Being a university, Georgia Tech has a sustained and coherent filing trend.
Recent interest in filing can be seen in two core companies – Qorvo and Texas Instruments.
Avago, in general, has a big portfolio in the domain of BAW-based filters and duplexer technology but in the case of specific MEMS type BAW resonators, they own a handful of patents and there is not a lot of recent filings as well.
On careful analysis, it was observed that Chipx, GigPeak and Integrated Device Technology (IDT) have identical filing trends. This indicates some form of acquisition or a patent transfer deal between the triumvirate. It turns out that it is the former case. Chipx was acquired by GigPeak, which itself was acquired by Integrated Device Technology (IDT). Interestingly, IDT was acquired by Renesas Electronics recently.
Endwave, a defense technology company, utilizes resonators in its radars and other offerings, whereas Qorvo is trying to utilize these in low-power sensors for smart devices and biomedical chips.
Also, university research is an equally big contributor to this field. Apart from Georgia Tech, University of California is another key university in this technical field.
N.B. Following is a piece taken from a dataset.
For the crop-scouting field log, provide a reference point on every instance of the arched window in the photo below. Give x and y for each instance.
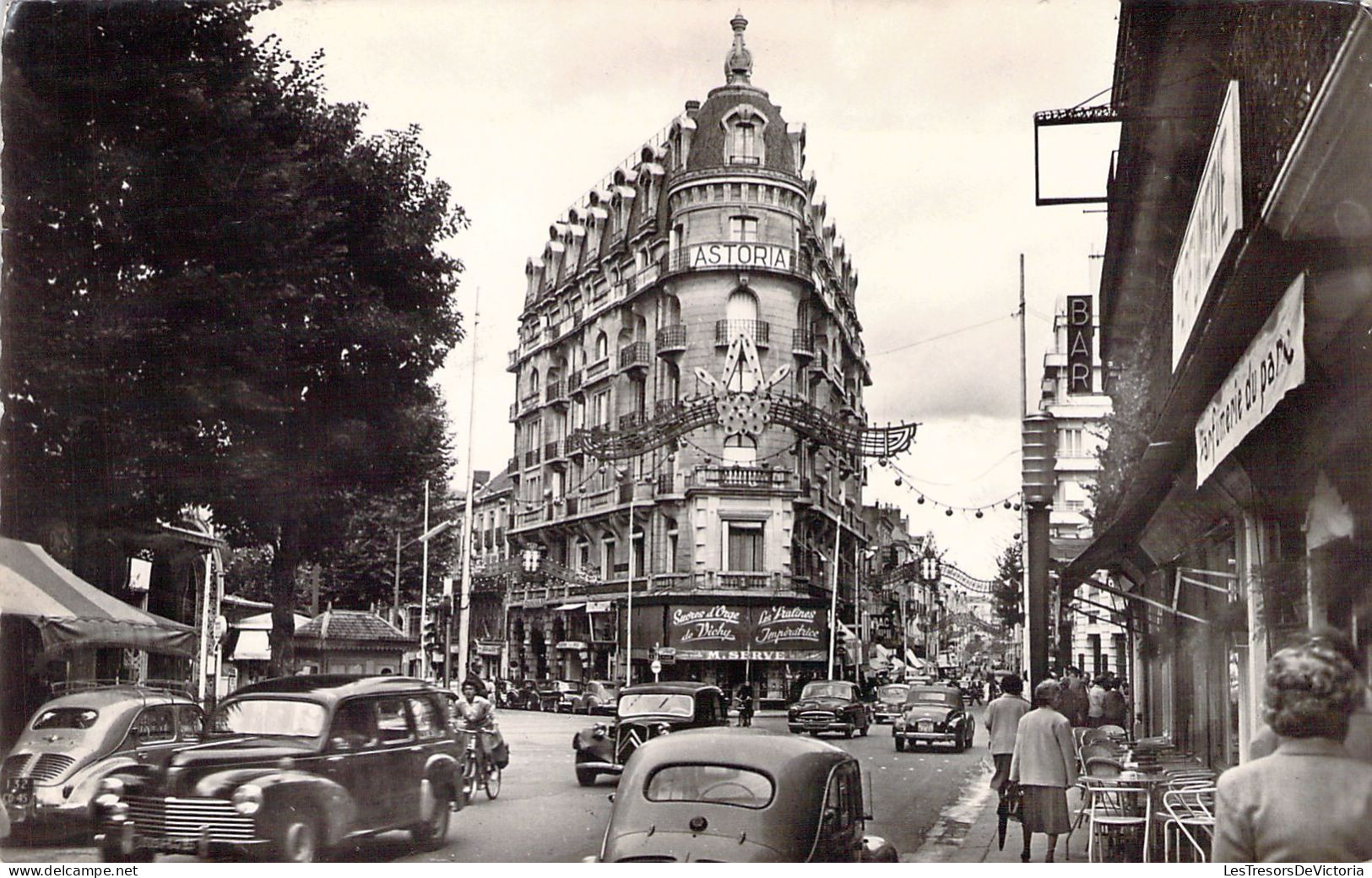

This means that technology transfer from the universities and laboratories is going to be crucial for companies that are showing an increasing interest toward this field.
SAW- and BAW-based devices have multiple applications, ranging from automotive navigation systems and smartphones to military radar systems. As a domain in technology, it relies on advancement in both hardware (piezoelectric material) and software (modeling solutions) for future progress. As it develops further and the cost decreases, we will see increasing use of BAW devices in many gadgets.